With rare hand speed he can pick off opponents with five, six, seven scoring shots in a matter of seconds, and then stay out of range while the minutes tick away. Not, you will gather, the murderous brain damage of which Tyson boasts, and for which the discredited American has twice recently been allowed to con the British public for millions at a time by knocking down sacrificial heavyweights.

Harrison talks a much nobler fight. Born of Jamaican parents, raised close to Wembley Stadium, he took to boxing relatively late, at 19. He is now a full decade on from that, and he brings to it phrases like "in the ring you entertain, outside it you educate".

He travels the world prepared. Outside the Shah Alam arena during the 1998 Commonwealth Games, he studiously led 21 British boxers, many of them from under-educated backgrounds, to call for reasonable Lottery funding for their "art". Boxing, he convincingly declared, has a social purpose for youngsters who have very little else; it channels their unspent energies, their aggressions, their sense of injustice.

It was while taking that lead that Harrison committed himself to the Olympics first, a possible pro career afterwards. He completed a 100,000-word dissertation on amateur boxing, and in his own words told us: "I'm unusual in boxing. I have my speed, my power, and most important my senses."

Evander Holyfield, a multi-millionaire still addicted to the fight and fame game, told Harrison on the eve of the final: "You have to be a bit more aggressive, man. Don't expect your height is going to be an intimidating factor - you've gotta put punches together."

This, after with seemingly no trouble at all and with a minimum of exertion, the Briton broke the nose, split the eye and subdued the spirit of Paolo Vidoz, his Italian semi-final victim.

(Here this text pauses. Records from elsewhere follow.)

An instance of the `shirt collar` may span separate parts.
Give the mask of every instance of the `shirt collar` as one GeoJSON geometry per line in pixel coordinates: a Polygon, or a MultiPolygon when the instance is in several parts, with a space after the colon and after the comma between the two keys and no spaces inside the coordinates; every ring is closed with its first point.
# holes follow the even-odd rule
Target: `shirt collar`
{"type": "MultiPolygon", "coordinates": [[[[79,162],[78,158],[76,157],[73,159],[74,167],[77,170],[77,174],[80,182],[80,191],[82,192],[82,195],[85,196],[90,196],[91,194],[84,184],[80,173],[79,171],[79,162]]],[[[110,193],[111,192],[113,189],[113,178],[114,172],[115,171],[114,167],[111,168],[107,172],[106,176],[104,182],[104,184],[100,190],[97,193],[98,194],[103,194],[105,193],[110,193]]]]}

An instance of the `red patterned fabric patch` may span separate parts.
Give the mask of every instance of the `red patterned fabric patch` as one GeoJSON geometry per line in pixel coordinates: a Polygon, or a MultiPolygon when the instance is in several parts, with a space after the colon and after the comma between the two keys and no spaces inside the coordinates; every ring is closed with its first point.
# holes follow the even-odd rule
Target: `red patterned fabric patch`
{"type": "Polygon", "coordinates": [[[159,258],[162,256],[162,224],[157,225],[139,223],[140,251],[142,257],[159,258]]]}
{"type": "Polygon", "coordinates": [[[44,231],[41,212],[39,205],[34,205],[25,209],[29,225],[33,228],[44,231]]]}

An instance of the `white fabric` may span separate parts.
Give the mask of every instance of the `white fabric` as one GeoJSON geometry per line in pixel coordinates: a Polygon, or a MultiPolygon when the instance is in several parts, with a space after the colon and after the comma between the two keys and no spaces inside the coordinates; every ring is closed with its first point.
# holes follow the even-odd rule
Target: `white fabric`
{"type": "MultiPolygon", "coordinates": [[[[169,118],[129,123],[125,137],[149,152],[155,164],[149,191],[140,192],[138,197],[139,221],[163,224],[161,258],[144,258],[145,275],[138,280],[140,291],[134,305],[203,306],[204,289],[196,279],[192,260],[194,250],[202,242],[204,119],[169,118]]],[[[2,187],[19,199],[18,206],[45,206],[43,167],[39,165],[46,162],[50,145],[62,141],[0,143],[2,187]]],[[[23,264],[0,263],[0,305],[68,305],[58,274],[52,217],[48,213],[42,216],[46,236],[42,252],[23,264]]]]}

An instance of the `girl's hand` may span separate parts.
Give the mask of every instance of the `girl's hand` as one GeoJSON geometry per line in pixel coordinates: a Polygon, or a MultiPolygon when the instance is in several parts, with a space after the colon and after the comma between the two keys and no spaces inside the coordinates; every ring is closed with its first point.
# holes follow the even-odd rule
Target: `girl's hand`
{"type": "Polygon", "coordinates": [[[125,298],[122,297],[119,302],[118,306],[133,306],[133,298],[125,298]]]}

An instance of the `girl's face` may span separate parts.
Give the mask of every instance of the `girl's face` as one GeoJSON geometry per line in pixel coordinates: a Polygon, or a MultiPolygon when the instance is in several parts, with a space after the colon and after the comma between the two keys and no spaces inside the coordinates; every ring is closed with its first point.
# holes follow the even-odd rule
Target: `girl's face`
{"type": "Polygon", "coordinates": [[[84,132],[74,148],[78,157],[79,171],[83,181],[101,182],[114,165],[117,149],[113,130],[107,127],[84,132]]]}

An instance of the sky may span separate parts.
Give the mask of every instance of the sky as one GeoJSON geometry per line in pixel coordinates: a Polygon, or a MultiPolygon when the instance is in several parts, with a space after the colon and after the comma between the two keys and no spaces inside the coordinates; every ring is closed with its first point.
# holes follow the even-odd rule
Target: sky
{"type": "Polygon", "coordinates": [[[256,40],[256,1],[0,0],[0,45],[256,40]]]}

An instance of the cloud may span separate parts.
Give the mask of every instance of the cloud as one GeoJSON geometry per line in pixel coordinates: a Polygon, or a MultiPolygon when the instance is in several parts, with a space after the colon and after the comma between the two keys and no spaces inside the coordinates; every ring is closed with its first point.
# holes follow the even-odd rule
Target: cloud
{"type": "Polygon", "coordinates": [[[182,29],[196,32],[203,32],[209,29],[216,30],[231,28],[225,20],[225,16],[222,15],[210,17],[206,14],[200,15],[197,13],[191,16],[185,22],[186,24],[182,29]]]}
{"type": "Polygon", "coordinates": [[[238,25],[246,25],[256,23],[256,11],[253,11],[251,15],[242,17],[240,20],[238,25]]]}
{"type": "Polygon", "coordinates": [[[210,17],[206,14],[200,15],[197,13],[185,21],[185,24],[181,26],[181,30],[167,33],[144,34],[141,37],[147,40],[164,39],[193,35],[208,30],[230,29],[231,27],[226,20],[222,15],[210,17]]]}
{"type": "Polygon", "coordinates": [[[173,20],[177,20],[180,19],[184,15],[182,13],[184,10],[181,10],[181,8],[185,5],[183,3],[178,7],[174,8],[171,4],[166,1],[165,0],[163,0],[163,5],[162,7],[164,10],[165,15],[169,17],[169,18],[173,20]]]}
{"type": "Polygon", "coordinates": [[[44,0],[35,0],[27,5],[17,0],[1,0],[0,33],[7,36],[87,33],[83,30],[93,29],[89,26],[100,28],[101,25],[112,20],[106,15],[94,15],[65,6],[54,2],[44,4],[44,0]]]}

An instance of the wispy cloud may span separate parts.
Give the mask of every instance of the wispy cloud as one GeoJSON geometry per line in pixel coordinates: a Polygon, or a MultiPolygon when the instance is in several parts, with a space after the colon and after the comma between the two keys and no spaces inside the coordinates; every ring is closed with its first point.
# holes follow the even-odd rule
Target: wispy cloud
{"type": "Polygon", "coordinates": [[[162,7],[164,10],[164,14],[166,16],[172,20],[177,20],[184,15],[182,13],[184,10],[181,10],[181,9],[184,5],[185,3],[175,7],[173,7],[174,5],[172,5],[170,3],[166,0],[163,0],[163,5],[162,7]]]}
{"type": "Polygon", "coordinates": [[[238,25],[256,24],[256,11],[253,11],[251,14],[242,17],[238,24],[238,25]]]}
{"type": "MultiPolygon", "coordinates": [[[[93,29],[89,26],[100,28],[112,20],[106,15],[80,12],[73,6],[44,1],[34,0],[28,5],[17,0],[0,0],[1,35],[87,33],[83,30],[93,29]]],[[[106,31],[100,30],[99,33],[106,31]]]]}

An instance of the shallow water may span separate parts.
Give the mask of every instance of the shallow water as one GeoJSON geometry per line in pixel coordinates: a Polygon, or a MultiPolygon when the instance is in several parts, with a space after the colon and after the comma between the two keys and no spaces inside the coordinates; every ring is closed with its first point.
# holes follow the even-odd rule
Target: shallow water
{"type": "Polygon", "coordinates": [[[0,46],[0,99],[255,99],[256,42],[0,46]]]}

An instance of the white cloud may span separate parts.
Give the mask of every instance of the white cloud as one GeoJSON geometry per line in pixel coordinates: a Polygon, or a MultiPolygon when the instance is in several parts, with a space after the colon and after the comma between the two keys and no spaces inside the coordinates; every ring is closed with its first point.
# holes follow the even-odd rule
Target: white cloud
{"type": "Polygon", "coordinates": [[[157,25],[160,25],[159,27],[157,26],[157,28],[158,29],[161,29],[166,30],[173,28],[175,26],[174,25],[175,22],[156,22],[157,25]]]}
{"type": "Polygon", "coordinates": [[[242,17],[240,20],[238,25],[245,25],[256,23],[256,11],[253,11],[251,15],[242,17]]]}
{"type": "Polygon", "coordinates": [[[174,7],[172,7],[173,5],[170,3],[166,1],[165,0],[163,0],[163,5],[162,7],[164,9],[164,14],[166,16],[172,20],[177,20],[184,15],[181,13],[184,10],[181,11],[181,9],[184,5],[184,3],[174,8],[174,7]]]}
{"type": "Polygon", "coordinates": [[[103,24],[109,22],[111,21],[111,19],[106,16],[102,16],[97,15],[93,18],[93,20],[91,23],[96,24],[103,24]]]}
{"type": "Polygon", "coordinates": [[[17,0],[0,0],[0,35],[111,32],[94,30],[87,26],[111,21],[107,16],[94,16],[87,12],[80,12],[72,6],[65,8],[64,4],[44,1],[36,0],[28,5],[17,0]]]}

Vidoz was forever game,

Harrison was content to keep him at bay in short bursts of superiority. Back home, they watched at Repton, the amateur London club that first schooled him. Chris Finnegan, the last British fighter to win a gold, at middleweight in the 1968 Mexico Olympics, raised a toast to Harrison. "He's a thinking fighter," enthused Finnegan. "He's got a brain. He can move and jab, but can give it a bang when he needs to."